Code of Ethics for Private Fund Advisers: Ensuring Compliance to Protect your Firm
Tuesday, May 6, 2014
1:00 PM - 2:30 PM (ET)
This webinar will:
- Explore the requirements and regulatory expectations imposed on advisers under the Code of Ethics Rule
- Highlight some of the most common code deficiencies found during SEC examinations
- Discuss tried and true methodologies for meeting your fiduciary responsibilities.
When investment advisory personnel invest for their own accounts, significant conflicts can arise between the employee’s interests and those of the adviser’s clients. Among the potential problems is an employee frontrunning client trades, i.e., personally benefiting from the market effect of trades placed in client accounts, or trading on the basis of inside information in their personal accounts. Of course, it’s no secret that insider trading has been a hot topic with the SEC of late. After peaking at 61 cases in 2008, the number of insider trading-related cases brought by the Commission has steadily risen year-over-year from 37 in 2009 to 58 in 2012. And new insider trading headlines seem to be appearing with increased frequency in the financial and mainstream media.
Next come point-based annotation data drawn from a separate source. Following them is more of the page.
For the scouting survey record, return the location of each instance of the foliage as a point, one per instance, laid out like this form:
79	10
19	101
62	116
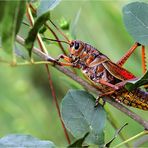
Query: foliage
78	103
80	116
18	140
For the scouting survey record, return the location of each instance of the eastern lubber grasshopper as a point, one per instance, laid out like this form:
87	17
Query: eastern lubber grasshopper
110	77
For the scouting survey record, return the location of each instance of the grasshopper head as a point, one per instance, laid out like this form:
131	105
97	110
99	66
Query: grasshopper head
76	47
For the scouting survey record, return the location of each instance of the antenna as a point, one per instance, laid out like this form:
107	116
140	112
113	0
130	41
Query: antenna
60	31
56	40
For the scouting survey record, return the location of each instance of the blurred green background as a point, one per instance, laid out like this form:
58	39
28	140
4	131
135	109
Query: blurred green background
26	102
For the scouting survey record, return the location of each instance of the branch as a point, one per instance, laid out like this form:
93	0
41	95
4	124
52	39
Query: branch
86	85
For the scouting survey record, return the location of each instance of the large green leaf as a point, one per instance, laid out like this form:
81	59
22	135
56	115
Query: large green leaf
135	16
80	116
79	142
29	42
46	5
18	141
130	85
12	13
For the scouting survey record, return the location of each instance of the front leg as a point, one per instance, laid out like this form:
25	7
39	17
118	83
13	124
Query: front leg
64	57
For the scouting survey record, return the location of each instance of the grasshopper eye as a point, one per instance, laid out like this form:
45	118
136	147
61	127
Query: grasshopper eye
76	46
71	45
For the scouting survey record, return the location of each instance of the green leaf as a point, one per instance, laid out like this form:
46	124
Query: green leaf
11	18
115	136
135	16
64	24
29	41
18	140
80	116
79	142
131	85
47	5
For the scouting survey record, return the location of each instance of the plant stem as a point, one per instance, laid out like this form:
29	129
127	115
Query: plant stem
44	50
132	138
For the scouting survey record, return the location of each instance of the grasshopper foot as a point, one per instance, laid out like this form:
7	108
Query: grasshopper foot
54	61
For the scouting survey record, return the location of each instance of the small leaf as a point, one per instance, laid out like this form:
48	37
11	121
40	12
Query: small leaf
64	24
79	142
115	136
11	18
18	140
47	5
29	42
135	16
80	116
131	85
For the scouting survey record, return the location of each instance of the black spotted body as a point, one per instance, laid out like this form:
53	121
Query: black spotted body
96	66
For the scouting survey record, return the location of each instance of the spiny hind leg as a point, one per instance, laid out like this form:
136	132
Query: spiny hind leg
111	86
130	51
125	57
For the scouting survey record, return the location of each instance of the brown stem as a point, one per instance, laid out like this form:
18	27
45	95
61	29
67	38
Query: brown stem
86	85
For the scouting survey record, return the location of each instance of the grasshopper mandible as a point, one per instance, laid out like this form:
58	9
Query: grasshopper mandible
110	77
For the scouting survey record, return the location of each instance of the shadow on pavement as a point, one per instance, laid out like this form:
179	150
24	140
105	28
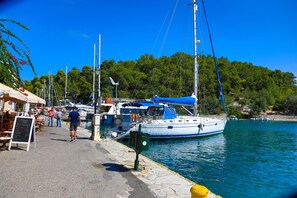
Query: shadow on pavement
115	167
61	140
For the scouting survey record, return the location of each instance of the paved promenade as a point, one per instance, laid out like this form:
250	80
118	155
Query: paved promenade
84	168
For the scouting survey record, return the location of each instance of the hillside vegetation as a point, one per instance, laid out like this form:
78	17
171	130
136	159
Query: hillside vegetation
244	84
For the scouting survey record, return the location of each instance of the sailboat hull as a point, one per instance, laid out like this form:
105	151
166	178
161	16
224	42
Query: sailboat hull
178	128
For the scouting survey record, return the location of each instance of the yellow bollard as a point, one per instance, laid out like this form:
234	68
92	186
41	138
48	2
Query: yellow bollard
198	191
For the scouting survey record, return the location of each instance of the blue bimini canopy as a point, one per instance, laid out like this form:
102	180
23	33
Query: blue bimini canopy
188	100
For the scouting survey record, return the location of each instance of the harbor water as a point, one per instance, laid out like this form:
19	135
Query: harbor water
250	159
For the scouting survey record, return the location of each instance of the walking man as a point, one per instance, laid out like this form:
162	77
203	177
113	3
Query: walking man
74	119
51	114
59	117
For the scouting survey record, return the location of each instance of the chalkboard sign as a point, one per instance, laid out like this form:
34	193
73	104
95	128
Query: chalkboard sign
23	131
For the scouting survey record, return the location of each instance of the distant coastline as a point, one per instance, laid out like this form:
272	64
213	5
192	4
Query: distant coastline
285	118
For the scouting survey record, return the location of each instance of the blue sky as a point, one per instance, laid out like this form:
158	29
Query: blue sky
62	32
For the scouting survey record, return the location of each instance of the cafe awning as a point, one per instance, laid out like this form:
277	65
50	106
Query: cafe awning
32	98
10	94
Section 204A of the Advisers Act requires advisers to maintain and enforce written policies and procedures reasonably designed to prevent the misuse of material nonpublic information by the adviser or its associated persons. In 2004, the SEC adopted Rule 204A-1, the Code of Ethics Rule, under this section of the Act. In addition to requiring the adoption of a code of ethics, Rule 204A-1 requires that firms monitor the personal trading activities of certain supervised persons to identify improper trades or patterns of trading by those persons, including, but not limited to, insider trading.